I Comitati per il No esclusi da  giornaloni e talk show televisivi
Ancora: nella notte dello scrutinio gli studi televisivi e radiofonici abbondavano di esponenti politici e di giornalisti. E le interviste, salvo eccezioni, di fatto hanno escluso gli esponenti dei comitati per il No, primo fra tutti quello che ha lanciato la campagna contro la riforma-deforma raccogliendo l’appello di un gruppo di costituzionalisti, giuristi, intellettuali, da Zagrebeslsky a Rodotà, a Pace, Gallo, Carlassare, Onida, tanto per citarne alcuni, che risale al 2014. L’appello è raccolto da forze dell’associazionismo, di movimenti come l’associazione per il Rinnovamento della sinistra con Aldo Tortorella e Alfiero Grandi, da  giuristi, come l’avvocato Besostri, economisti, giuslavoristi. Nasce il “Comitato per il no nel referendum sulle modifiche alla Costituzione”, inizio gennaio 2015. Le forze politiche della “accozzaglia” neppure pensavano ad aprire una campagna di manifestazioni. Poi arrivano la Cgil, l’Anpi, l’Arci. Difficile trovino spazio nei media. La tv pubblica se ne guarda bene. Se ne parla solo quando qualche esponente del Pd apre una polemica contro queste associazioni che si sono permesse di esprimere la loro opinione, di promuovere iniziative di massa. Si è data loro perlomeno l’opportunità di esprimersi, da protagonisti, nella lunga notte televisiva? Manco per sogno. E a D’Alema, fra i promotori di uno dei comitati per il No, si è chiesto se ora tornava a  far politica, quasi avesse mai cessato di farla. Ma per “politica” intendevano una battaglia per qualche posto al sole, nel Pd, qualche incarico di governo, chissà. Sempre in questa lunga notte televisiva si è scoperto che in Italia esiste un “disagio sociale”. L’editoriale del direttore della Stampa affronta il problema, forse con qualche ritardo, ma meglio tardi che mai.
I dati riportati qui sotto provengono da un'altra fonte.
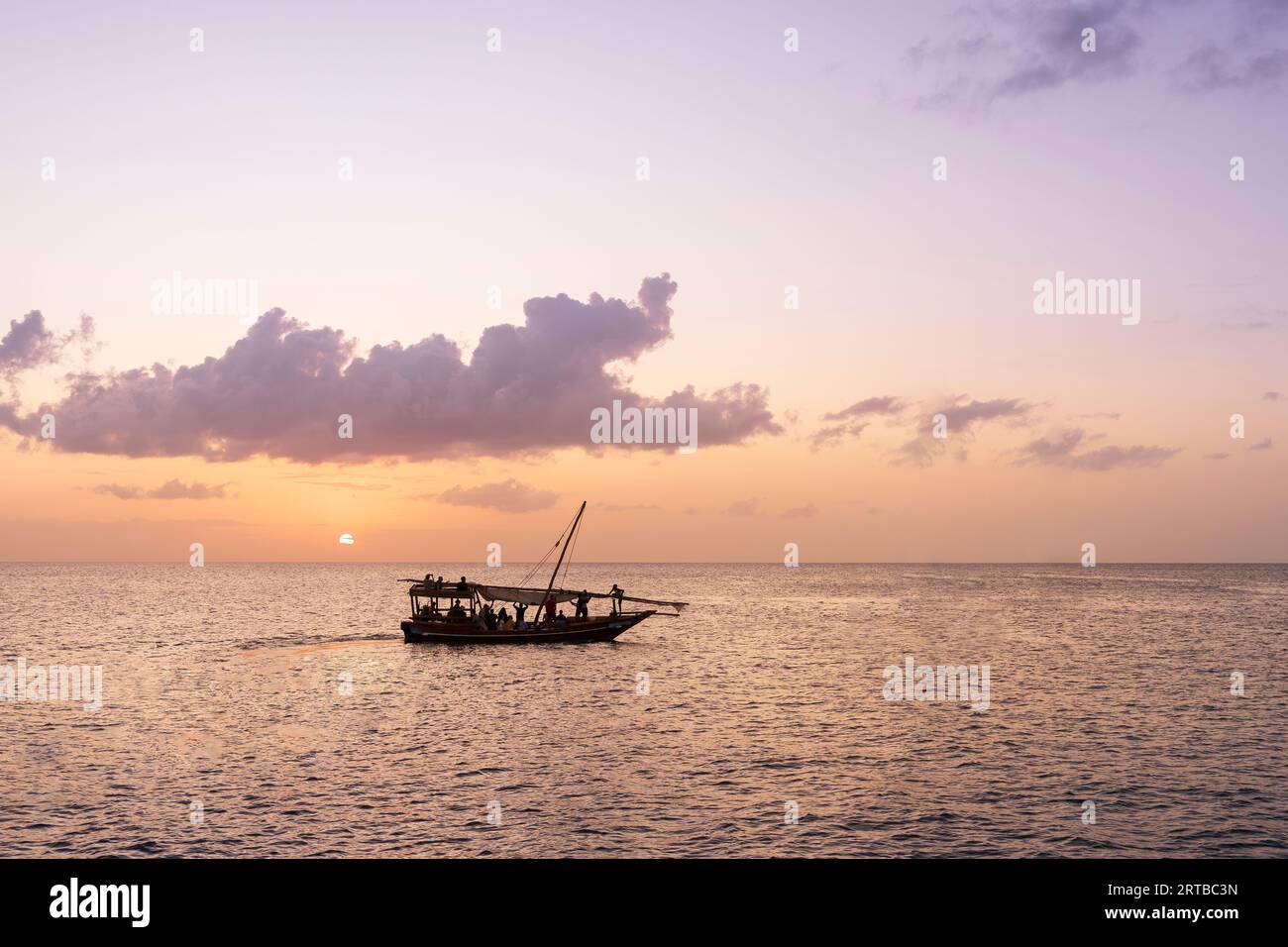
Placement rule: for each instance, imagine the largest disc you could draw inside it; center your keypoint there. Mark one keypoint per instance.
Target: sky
(816, 227)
I giovani protagonisti della vittoria del No. Un no anche all’orda dei voucher
Ci domandiamo dove, come, quando, perché nasce questo disagio. Perché l’informazione non ce lo racconta, avrà delle cause. Perché c’è anche qualcosa di più del disagio sociale, la povertà assoluta. In questi anni renziani la crisi sociale del Paese è cresciuta, le diseguaglianze si sono fatte sempre più sensibili. Il fatto che i giovani siano stati protagonisti della vittoria del No dovrebbe insegnare qualcosa. In primo luogo a chi ha venduto il  jobs act, con la grancassa dei media, come il toccasana per risolvere il problema del lavoro. A suon di voucher, magari. Ma i media no, hanno ignorato il malessere, la protesta, la rabbia. Anzi, chi parlava di “poteri forti”, italiani e stranieri, tutti schierati per il  Sì, in gran spolvero per Renzi Matteo, attivava l’ironia a buon mercato: fate i nomi. Sono tutti lì, hanno fatto bella mostra di sé nelle pagine dei giornaloni, nelle televisioni. Addirittura l’ostentazione della ricchezza, del lusso pacchiano, diventano “pregi” della società del benessere quale ci propone la globalizzazione.

Con la mente all’articolo 1 della Costituzione: “L’Italia è una Repubblica…”
Forse, anzi senza forse, chi ha votato No aveva in mente l’articolo  uno della Costituzione: “L’Italia è una Repubblica democratica, fondata sul lavoro. La sovranità appartiene al popolo, che la esercita nelle forme e nei limiti della Costituzione”. Cambiare 47 articoli della Carta avrebbe compromesso l’intero impianto. Quei venti milioni che hanno affossato la deforma Renzi-Boschi, quest’ultima bocciata anche nel suo paese natale (1014 No, 991Sì) sono particolarmente affezionati a quell’articolo. Anche noi.